4 godziny dyskusji na temat tej inwestycji. Jeśli was nie było to żałujcie 🙂. Po pierwsze bardzo dziękujemy Radzie Gminy za organizację tego spotkania i jego prowadzenie. Bardzo dziękujemy inwestorowi że rozmowa się odbyła. Dziękujemy za obecność gości wnoszących wiele do rozmowy. Dziękujemy za wszystkie głosy i pytania od mieszkańców i Radnych Gminy.
Refleksja #1
Marzy nam się, żeby tego typu dyskusje odbywały się zanim potencjalny inwestor przystąpi do formalnej procedury – szczególnie w przypadku tych inwestycji, które wymagają udziału społeczeństwa w ramach postępowania. Wtedy wiele spraw można wyjaśnić szybciej. Dla inwestora oszczędza to czas i pieniądze jeśli pomysł spotka się z dużym oporem społecznym a dla nas, społeczeństwa daje szanse na zrozumienie intencji i dopytanie o wszystkie szczegóły.
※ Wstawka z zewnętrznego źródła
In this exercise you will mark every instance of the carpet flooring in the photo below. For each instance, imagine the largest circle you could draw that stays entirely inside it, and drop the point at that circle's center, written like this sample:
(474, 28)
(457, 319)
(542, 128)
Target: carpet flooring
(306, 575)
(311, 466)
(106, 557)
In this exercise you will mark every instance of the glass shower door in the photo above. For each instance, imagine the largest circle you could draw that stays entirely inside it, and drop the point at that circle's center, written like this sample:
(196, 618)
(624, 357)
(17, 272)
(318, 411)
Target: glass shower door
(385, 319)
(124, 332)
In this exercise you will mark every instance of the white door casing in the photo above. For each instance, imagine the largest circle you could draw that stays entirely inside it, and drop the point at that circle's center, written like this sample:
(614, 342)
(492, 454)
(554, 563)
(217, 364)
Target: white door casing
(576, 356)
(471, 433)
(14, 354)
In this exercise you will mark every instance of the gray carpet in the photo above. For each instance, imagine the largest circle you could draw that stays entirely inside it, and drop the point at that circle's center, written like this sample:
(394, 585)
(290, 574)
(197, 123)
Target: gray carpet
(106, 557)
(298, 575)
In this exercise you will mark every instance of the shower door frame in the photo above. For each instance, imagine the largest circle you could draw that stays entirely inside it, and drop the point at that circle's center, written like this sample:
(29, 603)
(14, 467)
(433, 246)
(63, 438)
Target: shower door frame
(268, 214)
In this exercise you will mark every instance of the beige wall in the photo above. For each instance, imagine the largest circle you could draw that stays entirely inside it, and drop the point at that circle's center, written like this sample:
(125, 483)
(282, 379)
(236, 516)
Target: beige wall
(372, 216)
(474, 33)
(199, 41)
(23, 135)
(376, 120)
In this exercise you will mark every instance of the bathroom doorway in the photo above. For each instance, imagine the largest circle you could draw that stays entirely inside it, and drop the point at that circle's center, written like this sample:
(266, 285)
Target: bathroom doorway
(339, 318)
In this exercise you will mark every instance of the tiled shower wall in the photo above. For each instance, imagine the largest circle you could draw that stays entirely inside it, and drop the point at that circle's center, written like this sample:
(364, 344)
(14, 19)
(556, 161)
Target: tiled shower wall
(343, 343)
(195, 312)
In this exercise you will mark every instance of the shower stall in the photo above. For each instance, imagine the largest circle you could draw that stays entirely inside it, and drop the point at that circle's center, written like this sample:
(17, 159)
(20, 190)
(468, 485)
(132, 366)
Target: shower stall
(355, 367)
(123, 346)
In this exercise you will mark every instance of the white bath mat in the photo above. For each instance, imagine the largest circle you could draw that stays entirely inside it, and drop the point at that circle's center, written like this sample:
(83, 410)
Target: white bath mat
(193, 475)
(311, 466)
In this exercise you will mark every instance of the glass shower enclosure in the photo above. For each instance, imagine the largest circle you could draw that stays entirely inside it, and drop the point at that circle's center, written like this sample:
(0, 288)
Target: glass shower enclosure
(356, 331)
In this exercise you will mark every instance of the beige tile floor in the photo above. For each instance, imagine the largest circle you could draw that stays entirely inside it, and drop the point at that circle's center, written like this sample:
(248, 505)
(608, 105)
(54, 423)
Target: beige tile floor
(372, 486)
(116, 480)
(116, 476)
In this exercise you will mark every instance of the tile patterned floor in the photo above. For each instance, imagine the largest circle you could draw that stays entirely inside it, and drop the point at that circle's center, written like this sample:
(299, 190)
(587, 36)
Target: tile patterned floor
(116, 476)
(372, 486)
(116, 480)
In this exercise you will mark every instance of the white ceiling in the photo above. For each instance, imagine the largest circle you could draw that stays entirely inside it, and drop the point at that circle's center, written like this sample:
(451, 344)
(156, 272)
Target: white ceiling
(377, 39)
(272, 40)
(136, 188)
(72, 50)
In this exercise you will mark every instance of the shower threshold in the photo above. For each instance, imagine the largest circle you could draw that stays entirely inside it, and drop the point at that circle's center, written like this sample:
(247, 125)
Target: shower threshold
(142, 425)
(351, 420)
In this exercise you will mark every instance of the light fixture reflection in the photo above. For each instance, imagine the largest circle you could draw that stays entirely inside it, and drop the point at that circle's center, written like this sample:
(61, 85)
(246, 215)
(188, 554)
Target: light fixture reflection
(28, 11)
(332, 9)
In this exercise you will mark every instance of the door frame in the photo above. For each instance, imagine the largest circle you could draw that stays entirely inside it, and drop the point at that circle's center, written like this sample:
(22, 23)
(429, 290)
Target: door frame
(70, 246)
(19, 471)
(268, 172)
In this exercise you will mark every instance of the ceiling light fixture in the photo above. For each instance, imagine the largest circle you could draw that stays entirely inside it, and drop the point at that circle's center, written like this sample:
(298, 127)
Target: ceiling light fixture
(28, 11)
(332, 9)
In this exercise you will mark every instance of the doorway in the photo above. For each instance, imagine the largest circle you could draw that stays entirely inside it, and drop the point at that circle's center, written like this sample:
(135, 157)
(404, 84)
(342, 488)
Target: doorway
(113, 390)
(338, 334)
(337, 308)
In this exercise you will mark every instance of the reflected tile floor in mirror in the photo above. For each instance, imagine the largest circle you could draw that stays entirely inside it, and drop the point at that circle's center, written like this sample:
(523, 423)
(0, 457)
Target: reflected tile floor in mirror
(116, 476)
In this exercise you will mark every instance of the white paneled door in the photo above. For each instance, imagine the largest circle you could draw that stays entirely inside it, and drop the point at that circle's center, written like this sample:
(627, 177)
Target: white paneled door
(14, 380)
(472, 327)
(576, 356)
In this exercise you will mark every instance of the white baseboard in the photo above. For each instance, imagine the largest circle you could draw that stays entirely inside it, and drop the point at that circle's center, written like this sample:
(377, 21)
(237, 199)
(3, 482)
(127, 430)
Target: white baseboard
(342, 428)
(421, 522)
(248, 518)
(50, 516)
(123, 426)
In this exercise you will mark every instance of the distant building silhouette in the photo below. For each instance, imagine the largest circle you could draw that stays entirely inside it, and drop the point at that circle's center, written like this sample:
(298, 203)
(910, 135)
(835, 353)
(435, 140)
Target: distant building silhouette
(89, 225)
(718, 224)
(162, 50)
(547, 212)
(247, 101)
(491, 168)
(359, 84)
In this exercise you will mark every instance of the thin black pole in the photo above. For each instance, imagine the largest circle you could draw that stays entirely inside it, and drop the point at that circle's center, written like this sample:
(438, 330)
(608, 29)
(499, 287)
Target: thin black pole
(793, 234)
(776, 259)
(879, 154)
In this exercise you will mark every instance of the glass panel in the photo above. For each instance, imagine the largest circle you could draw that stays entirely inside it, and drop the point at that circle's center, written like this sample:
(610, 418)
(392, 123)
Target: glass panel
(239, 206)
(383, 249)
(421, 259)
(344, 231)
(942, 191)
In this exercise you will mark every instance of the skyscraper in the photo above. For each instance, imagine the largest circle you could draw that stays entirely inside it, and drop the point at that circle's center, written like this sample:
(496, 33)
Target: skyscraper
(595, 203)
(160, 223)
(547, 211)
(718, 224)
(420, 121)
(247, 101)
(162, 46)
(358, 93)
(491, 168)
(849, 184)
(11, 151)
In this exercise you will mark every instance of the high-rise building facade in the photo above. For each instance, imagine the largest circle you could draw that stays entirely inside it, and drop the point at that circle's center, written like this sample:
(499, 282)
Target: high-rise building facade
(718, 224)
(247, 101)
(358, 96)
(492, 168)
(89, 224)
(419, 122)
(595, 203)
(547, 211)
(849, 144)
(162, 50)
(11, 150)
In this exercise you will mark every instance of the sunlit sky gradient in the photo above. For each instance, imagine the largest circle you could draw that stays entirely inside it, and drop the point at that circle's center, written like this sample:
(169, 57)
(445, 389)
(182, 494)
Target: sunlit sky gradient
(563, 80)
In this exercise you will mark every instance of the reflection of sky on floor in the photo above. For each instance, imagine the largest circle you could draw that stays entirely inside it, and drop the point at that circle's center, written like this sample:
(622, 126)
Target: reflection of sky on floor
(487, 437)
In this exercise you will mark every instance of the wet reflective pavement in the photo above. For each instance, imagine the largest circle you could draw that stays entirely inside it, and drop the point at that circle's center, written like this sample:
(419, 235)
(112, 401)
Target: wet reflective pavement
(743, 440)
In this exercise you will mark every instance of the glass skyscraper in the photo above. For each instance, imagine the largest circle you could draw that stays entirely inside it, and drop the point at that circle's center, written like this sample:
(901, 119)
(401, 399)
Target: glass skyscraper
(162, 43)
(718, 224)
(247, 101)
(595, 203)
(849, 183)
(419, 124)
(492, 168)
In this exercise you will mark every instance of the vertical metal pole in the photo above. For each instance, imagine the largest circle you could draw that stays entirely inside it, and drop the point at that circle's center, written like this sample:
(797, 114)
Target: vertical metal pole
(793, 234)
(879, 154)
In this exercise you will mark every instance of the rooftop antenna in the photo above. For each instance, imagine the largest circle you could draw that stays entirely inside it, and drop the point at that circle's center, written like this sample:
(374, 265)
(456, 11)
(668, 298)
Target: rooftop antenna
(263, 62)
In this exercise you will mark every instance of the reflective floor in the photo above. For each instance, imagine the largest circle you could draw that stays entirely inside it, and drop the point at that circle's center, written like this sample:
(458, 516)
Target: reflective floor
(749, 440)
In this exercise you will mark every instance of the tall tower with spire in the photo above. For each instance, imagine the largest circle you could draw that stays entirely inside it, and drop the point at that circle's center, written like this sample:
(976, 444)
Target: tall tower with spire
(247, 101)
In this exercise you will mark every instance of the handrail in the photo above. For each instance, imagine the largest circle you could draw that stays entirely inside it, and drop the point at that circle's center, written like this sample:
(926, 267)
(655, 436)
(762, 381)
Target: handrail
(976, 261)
Może następnym razem odbędzie się to w takiej kolejności….
Refleksja #2
Perspektywa ma znaczenie decydujące. Czy chów przemysłowy to rolnictwo? Czy ziemia rolna klasy 3 w Wielkopolsce to już świętość czy zasób do poświęcenia w imię rozwoju biznesu? Na jak długo Kwilcz jest bogaty w zasoby wody? Komu co śmierdzi a co nie? Co jest zdrowe a co nie?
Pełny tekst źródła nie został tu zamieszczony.